M & A Law Prof Blog

Editor: Brian JM Quinn
Boston College Law School

Monday, July 19, 2021

Robinhood goes public

Robinhood just filed its S-1, proposing to raise $2 bn on a $35 bn valuation. Robinhood is continuing what has become de rigueur by now - a dual class structure that ensures the founders will control the company once it goes public. OK, I guess I'm board with that. I mean, it's definitely not the first time, and by now markets seem nonplussed by founder-led companies going public this way.  I won't quibble. But I don't understand is why Robinhood - like other founder-led companies with dual class stock - has opted for a classified board structure. I mean, what's that about. A classified board will obviously be necessary for purposes of preventing a takeover by combining it with a pill. But, this company has a dual-class structure. It's basically immune from a hostile takeover. It won't ever need a pill.

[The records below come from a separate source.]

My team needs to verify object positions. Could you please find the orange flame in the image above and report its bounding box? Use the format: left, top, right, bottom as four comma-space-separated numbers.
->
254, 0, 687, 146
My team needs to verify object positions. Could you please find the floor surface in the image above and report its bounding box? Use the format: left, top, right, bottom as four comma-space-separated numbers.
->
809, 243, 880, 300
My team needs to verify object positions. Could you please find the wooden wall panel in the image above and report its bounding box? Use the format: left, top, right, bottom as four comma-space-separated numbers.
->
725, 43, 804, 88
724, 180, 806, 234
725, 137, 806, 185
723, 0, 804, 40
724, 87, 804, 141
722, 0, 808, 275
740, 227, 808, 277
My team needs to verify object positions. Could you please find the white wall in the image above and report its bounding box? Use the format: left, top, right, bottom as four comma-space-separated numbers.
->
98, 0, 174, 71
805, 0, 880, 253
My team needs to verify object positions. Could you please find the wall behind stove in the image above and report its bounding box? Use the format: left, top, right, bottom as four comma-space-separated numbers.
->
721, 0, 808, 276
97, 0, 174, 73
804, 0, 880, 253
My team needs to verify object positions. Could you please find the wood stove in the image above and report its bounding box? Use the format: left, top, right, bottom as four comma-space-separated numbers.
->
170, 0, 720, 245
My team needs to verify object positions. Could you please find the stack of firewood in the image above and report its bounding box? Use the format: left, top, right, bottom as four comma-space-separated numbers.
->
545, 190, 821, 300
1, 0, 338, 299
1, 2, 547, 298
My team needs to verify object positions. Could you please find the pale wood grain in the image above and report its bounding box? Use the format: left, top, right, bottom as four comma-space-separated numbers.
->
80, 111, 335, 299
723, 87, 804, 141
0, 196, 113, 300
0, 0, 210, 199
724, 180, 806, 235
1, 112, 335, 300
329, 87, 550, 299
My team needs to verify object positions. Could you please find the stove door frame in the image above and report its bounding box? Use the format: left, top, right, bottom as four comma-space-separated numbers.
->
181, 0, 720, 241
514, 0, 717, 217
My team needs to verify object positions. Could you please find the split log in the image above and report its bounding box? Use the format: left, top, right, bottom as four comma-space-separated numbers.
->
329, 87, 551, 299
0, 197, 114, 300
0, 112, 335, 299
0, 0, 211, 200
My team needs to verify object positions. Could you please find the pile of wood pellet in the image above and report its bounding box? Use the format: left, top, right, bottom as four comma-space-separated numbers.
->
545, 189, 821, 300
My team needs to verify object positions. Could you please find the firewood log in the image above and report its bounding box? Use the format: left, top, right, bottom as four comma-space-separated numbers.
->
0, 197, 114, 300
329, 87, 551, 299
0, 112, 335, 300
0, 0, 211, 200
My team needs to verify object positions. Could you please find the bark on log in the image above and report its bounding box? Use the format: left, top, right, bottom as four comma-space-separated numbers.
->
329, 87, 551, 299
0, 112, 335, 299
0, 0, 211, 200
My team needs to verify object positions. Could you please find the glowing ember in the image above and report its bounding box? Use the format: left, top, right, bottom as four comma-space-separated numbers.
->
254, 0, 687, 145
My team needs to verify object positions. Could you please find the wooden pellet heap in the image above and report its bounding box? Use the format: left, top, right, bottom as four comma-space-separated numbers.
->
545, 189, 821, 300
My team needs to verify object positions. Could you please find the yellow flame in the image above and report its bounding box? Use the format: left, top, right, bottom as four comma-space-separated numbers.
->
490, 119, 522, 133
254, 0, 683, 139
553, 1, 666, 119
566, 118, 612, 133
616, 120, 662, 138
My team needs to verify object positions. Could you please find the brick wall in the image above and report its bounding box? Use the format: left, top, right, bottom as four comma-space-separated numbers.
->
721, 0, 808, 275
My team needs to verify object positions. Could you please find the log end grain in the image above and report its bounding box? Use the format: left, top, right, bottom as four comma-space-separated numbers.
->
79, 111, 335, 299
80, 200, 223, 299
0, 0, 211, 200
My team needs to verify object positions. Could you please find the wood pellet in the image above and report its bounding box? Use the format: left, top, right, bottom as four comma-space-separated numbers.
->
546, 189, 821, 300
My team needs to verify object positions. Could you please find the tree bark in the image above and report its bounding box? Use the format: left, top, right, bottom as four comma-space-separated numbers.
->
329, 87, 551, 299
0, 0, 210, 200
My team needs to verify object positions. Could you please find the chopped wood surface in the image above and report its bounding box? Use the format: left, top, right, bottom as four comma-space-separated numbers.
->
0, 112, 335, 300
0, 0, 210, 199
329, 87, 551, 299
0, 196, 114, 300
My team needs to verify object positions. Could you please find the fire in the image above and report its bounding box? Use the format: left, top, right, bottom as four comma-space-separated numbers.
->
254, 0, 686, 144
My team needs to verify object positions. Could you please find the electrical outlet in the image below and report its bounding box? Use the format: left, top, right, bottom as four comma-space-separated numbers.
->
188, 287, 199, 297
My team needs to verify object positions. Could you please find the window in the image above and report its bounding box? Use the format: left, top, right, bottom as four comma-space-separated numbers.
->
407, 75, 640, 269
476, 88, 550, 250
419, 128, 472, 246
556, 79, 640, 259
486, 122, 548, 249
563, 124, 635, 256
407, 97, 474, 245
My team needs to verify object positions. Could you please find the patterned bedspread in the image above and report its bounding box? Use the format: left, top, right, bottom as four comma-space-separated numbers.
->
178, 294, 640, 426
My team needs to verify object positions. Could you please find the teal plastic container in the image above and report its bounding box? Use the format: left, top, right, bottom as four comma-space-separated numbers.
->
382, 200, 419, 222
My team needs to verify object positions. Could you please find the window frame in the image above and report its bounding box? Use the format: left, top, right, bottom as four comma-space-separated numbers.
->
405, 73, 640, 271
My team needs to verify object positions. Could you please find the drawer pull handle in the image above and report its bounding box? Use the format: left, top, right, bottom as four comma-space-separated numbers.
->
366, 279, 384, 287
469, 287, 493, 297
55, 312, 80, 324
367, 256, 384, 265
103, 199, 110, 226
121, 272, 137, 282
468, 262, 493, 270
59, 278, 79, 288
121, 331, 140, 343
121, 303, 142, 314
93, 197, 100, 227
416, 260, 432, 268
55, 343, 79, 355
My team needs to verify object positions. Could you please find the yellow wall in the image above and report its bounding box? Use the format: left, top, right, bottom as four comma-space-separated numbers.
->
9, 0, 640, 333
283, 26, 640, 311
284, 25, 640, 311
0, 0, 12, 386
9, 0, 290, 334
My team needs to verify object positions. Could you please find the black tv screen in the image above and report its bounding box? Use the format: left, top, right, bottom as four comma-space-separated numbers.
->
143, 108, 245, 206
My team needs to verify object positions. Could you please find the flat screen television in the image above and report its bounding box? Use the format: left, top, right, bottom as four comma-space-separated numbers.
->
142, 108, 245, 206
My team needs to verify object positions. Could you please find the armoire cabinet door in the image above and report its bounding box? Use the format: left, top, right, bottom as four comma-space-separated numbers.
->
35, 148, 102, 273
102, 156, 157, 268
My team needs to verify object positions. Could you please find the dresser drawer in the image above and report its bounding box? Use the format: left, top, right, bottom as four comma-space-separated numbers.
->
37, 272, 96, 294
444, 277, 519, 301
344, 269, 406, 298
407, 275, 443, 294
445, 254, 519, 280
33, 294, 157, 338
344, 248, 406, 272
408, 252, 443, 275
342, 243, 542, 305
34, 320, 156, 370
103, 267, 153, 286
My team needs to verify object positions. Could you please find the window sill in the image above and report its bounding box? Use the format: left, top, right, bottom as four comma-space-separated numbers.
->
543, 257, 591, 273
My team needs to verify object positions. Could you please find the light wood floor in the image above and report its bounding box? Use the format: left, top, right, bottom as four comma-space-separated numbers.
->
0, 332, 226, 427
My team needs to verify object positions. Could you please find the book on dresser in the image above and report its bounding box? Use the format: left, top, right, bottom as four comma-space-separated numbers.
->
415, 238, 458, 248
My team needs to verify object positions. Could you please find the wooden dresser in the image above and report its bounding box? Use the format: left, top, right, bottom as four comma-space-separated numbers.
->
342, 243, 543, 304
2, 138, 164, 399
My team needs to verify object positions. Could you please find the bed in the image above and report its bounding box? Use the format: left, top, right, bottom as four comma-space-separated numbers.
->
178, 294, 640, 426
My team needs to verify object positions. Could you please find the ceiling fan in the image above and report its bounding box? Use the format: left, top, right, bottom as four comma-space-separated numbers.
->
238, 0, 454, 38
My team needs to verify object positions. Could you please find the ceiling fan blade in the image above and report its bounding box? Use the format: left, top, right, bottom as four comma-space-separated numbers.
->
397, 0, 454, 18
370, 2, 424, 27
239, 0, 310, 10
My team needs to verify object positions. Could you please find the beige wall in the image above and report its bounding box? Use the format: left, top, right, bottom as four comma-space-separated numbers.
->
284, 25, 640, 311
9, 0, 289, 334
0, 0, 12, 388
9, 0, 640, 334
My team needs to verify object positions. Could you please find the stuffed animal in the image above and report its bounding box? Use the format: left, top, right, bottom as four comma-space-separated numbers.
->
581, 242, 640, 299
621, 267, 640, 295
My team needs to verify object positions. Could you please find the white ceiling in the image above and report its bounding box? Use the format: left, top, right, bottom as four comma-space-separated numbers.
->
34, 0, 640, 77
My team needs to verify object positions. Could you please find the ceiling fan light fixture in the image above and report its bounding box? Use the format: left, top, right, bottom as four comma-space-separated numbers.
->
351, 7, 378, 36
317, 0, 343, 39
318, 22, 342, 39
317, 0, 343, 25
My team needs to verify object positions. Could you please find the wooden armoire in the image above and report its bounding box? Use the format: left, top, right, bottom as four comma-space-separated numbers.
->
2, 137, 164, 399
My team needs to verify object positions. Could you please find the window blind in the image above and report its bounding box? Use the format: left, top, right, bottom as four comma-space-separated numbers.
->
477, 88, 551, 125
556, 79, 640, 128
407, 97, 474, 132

Then, there's this. They've entered into a Founder's Voting Agreement by which each of the founders agrees to vote for the other for the board: 

Founder Voting Agreement
In connection with this offering, our founders and certain of their respective related entities will enter into a voting agreement, which will become effective prior to the completion of this offering (the “Founder Voting Agreement”), to which we will also be a party. Pursuant to the Founder Voting Agreement, each founder and certain of their respective entities (including estate planning vehicles) party to the Founder Voting Agreement (the “Founder Affiliates”) will agree, upon the terms and subject to the conditions set forth therein, to, among other things, (i) vote all of the shares of our common stock held by such founder or Founder Affiliate for the election of each founder to, and against the removal of each founder from, our board of directors and (ii) vote together in the election of other directors generally, subject to deferring to the decision of the nominating and corporate governance committee in the event of any disagreement between the founders. In addition, under the Founder Voting Agreement, certain of the Founder Affiliates will grant, effective upon completion of this offering, to the other, unrelated founder, an irrevocable voting proxy with respect to shares of our common stock owned by such Founder Affiliate. Also pursuant to the Founder Voting Agreement, each founder will grant, effective upon such founder’s death or permanent and total disability, a voting proxy to the other founder with respect to shares of our common stock held by such founder and over which such founder was entitled to vote (or direct the voting of) immediately prior to such founder’s death or permanent and total disability. Moreover, the Founder Voting Agreement will grant to each founder and its respective Founder Affiliates a right of first offer in the event the other founder or any of its respective Founder Affiliates proposes to transfer any shares of Class B common stock in a transaction that would cause such shares of Class B common stock to convert to Class A common stock pursuant to our Charter. The Founder Voting Agreement will be in effect until the Final Conversion Date

 I guess that's prudent planning, since both of the founders together hold over 50% of the vote. This will ensure that they vote for each other, even if they no longer want to. Bound together until the bitter end.